The best ball Wentz threw all day, though, came on a deep pass to Torrey Smith, who beat old friend Maxwell for a touchdown.

A couple plays later, Wentz hit Jeffery for a touchdown after Maxwell was beaten again. On that one, it looked like Maxwell might have expected safety help that never came.

4. Maxwell and Kiko Alonso had rough returns to their old practice fields. Maxwell was beaten for three touchdowns, two to Smith and one to Jeffery, while Alonso was beaten on a quick pass to Darren Sproles near the goal line.

5. If you were hoping to hear about fights or chippy play between the two teams on Monday, it didn't really happen. The closest it got was when Malcolm Jenkins and Kenny Stills jawed a little bit after a completed pass to Stills from Jay Cutler. Nothing came of it. Although, Jenkins is the odds-on favorite to get in a fight from the Eagles' defensive players. For the offense, Jason Kelce gets the nod.

6. Cutler had a pretty good day against the Eagles' defense. After practice, the quarterback who the Dolphins lured out of retirement said he feels pretty rested after joining the team late, looked like it. He was whizzing footballs into his receivers. He kept finding Jarvis Landry in the end zone during red zone work.

7. The Eagles ran a fake field goal on Monday! Donnie Jones took the snap from Jon Dorenbos and rolled right before hitting Brent Celek. It worked!

8. Nick Foles has looked really good since coming back from his elbow injury. It's almost shocking how much better than Matt McGloin he is. On Monday, he kept connecting with Trey Burton. That could be something to watch if Foles ever plays in a game this season.

9. Nelson Agholor made a great catch with a Dolphins defender blanketing him. It was probably the catch of the day.

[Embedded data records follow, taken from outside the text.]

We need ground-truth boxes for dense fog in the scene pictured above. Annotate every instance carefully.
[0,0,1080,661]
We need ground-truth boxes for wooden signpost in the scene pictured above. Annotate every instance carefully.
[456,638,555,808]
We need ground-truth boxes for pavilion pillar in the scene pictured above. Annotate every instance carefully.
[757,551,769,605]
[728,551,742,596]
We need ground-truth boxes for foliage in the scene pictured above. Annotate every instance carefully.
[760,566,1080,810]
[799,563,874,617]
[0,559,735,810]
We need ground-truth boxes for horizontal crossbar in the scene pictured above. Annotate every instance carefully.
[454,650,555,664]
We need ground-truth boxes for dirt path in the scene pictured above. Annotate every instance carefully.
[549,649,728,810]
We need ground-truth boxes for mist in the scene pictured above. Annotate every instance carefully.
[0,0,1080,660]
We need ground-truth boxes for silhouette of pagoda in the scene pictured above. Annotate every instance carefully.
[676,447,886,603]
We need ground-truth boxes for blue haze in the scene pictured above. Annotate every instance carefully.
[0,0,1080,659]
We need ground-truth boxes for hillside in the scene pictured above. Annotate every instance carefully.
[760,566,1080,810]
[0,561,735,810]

10. Wentz's arm isn't showing any signs of fatigue after a long summer. He absolutely threw a rocket to Mack Hollins. The laser of a throw made a loud sound as it collided with Hollins, who went to the ground to catch it. It was a perfect throw where only Hollins could get it.

Stupid Observation of the Day: Yes, Kiko Alonso was of course rocking a crop top on Monday.